23 Si hoc feceris, implebis imperium Dei, et præcepta ejus poteris sustentare: et omnis hic populus revertetur ad loca sua cum pace.
Eğer böyle yaparsan, Tanrı da buyurursa, dayanabilirsin. Herkes esenlik içinde evine döner.”
24 Quibus auditis, Moyses fecit omnia quæ ille suggesserat.
Musa kayınbabasının sözünü dinledi. Söylediği her şeyi yerine getirdi.
25 Et electis viris strenuis de cuncto Israël, constituit eos principes populi, tribunos, et centuriones, et quinquagenarios, et decanos.
İsrailliler arasından yetenekli adamlar seçti. Onları biner, yüzer, ellişer, onar kişilik toplulukların başına önder atadı.

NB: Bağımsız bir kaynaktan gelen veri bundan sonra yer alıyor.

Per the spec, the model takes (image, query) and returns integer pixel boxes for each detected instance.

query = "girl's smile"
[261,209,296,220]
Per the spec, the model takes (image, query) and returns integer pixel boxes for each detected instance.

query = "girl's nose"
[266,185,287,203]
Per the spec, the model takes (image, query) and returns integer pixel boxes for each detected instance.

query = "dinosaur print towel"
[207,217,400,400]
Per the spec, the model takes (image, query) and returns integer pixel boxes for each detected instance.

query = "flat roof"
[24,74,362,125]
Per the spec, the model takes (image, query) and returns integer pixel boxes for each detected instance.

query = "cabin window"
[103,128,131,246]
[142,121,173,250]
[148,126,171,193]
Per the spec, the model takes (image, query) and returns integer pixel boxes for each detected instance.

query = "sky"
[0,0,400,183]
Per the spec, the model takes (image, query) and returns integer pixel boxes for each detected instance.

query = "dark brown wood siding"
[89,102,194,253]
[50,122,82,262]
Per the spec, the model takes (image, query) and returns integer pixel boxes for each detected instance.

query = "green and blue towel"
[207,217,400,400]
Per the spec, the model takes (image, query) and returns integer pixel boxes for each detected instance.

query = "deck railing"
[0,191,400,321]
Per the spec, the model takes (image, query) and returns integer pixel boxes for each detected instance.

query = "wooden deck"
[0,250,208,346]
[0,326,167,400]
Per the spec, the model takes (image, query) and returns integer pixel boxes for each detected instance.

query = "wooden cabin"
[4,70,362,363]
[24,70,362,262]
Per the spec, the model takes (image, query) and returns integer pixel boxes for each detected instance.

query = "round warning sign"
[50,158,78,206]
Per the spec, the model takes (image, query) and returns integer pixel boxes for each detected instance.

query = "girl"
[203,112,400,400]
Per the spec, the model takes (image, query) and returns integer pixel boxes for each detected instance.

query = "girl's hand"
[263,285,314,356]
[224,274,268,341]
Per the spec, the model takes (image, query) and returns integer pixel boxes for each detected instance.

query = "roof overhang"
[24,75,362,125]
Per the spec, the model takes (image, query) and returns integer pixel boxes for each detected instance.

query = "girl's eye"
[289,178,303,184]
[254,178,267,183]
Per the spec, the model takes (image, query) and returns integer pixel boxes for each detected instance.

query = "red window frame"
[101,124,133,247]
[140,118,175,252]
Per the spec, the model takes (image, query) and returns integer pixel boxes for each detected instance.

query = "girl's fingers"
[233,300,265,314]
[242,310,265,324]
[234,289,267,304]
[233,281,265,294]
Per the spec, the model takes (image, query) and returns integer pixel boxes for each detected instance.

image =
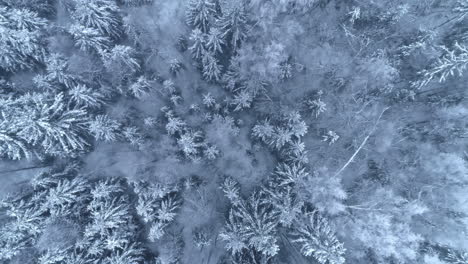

26 Qui judicabant plebem omni tempore: quidquid autem gravius erat, referebant ad eum, faciliora tantummodo judicantes.
Halka sürekli yargıçlık eden bu kişiler zor davaları Musa'ya getirdiler, küçük davaları ise kendileri çözdüler.
27 Dimisitque cognatum suum: qui reversus abiit in terram suam.
Sonra Musa kayınbabasını uğurladı. Yitro da ülkesine döndü.